In 1995, Ian Brooker and Andrew Slee described three subspecies and published the descriptions in Australian Systematic Botany:
- Eucalyptus alligatrix subsp. alligatrix that grows to a height of 15 m and has a crown with both adult and juvenile leaves when mature and with flower buds always in groups of three;
- Eucalyptus alligatrix subsp. limaensis, commonly known as the Lima stringybark that grows to a height of 30 m and has a crown with only adult leaves when mature and with flower buds always in groups of three;
- Eucalyptus alligatrix subsp. miscella that grows to a height of 15 m and has a crown with only adult leaves when mature and with flower buds in groups of both three and seven on the same tree.

==Distribution and habitat==
This eucalypt grows in woodland, often regenerating in previously cleared paddocks.
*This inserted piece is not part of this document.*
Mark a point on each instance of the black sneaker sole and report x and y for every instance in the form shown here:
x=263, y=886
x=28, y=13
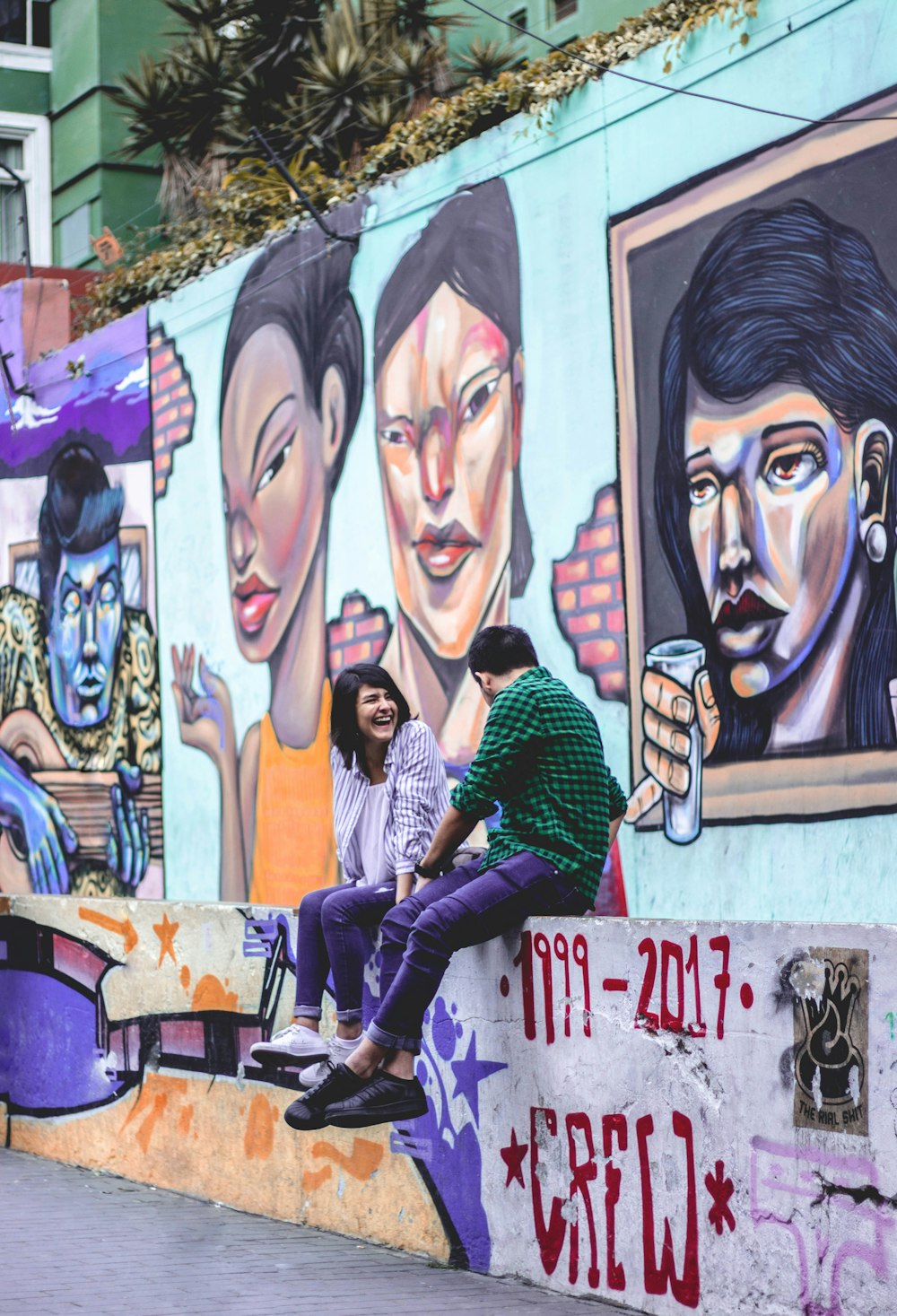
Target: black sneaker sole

- Subspecies alligatrix grows in the Eildon, Jamieson and Big River areas in Victoria;
- Subspecies limaensis is only known from near Swanpool in Victoria;
- Subspecies miscella has a restricted distribution near Rylstone in New South Wales.

==Conservation==
Subspecies limaensis and miscella are both classified as "Vulnerable" under the Australian Government Environment Protection and Biodiversity Conservation Act 1999. The main threats to Lima stringybark include clearing of land, mostly for agriculture and weed invasion. A recovery plan for the subspecies has been prepared. Subspecies miscella is only known from a single grazing property near Rylstone where regeneration is minimal. The main threats to this subspecies include grazing by domestic livestock, clearing and habitat disruption due to human activities, inappropriate fire regimes and small population size.